Harvard economist Greg Mankiw offers some useful observations on the zealotry with which ”progressive”  health care wonks push insurance mandates:

Some analysts, when discussing health reform plans, make a big deal over the issue of insurance mandates. They suggest that it is crucial to have mandates to solve the adverse selection problem and that plans without mandates will not work.

But Mankiw, like Barack Obama, is not convinced that mandate proponents are prepared to impose the kind of penalties required to make a mandate stick:

A mandate is only as effective as the penalty backing it up. No one, as far as I know, is ready to make failure to be insured a criminal act punishable by jail time. Instead, if a person fails to follow the mandate, he merely pays a penalty.

Thus, the the kind of mandate favored by Hillary Clinton, John Edwards, et al isn’t really a mandate at all:

The mandate is really just a financial incentive to have insurance … The only real issue is the size of the incentive.

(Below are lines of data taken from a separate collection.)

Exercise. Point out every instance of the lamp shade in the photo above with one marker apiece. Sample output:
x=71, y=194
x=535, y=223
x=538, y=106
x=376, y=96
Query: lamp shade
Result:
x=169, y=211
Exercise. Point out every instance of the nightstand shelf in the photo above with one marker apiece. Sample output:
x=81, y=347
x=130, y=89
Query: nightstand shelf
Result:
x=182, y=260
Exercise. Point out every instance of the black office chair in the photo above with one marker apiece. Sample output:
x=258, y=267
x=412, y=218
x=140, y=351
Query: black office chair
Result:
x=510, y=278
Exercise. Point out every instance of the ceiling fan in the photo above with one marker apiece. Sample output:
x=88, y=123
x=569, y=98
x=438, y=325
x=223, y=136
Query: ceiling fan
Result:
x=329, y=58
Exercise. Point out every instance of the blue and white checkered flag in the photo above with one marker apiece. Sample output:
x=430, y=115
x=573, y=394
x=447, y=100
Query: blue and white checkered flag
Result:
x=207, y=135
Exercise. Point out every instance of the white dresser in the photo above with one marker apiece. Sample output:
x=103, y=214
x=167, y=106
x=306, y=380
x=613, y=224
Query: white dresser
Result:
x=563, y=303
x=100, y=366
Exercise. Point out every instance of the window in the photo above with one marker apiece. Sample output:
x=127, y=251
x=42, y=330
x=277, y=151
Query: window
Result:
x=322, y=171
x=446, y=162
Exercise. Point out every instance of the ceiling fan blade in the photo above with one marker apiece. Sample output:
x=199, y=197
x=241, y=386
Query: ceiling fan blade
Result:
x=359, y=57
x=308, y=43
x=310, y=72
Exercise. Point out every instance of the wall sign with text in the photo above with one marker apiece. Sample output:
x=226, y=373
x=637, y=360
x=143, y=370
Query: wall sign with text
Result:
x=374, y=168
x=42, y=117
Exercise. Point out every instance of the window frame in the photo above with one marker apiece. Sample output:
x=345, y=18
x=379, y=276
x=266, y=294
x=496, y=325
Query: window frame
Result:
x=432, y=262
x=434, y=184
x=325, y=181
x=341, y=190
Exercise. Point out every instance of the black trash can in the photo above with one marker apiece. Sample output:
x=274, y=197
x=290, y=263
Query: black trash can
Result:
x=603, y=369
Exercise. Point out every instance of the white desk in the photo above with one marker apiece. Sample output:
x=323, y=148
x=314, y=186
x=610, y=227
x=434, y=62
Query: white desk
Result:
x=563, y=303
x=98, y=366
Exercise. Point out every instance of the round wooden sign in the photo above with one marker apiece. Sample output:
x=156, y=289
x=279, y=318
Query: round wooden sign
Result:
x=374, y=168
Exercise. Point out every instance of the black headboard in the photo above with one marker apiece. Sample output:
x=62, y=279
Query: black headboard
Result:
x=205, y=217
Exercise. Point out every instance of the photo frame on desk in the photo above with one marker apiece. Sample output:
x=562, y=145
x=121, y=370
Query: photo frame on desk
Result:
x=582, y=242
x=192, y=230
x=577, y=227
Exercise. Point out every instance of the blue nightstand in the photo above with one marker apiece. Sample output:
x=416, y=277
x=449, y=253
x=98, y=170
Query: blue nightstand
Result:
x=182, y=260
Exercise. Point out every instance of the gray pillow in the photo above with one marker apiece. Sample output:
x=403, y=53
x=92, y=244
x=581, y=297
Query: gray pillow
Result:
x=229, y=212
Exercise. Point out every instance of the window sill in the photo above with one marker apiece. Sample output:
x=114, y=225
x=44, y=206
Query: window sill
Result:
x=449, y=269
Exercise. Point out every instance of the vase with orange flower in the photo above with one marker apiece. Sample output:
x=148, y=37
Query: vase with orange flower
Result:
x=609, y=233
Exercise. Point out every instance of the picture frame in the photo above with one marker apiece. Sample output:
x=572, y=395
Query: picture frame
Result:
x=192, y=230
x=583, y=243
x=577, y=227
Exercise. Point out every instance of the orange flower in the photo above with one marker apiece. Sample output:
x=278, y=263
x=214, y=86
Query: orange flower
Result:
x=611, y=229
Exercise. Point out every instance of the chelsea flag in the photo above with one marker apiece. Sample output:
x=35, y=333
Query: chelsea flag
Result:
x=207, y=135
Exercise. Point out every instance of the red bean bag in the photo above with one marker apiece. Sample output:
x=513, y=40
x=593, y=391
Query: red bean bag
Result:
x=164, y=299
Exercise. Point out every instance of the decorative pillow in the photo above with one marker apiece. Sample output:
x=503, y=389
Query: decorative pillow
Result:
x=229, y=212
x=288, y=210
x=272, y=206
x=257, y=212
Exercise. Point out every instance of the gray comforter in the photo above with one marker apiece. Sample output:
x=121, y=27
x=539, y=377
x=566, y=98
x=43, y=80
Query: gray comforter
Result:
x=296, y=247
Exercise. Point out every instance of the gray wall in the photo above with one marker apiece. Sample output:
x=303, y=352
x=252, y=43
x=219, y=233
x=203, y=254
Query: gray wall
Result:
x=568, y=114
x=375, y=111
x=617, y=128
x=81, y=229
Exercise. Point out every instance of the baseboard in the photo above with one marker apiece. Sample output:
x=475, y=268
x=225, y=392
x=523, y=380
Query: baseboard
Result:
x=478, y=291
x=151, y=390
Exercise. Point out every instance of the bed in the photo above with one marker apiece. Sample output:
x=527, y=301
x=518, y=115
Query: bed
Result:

Mankiw goes on to point out that a $1,000 fine for not having insurance is no different than a $1,000 tax credit for having coverage:

The difference is purely semantic. In both cases, a person faces $1000 incentive to have health insurance … It does not matter whether we describe that incentive as a carrot [the tax credit] or a stick [the fine].

It is instructive to note which politicians emphasize the carrot and which emphasize the stick

One comment

  1. Brian Schwartz Says:

    I have noticed this too, that is, the apparent equivalence between mandated insurance (w/ a tax penalty for not complying) and tax credits for buying insurance. Yet, what happens to people who does peacefully refuses to cooperate with this policy — by not paying the tax penalty? They ultimately end up in jail, right? So “the failure to be insured [is then] a criminal act punishable by jail time.”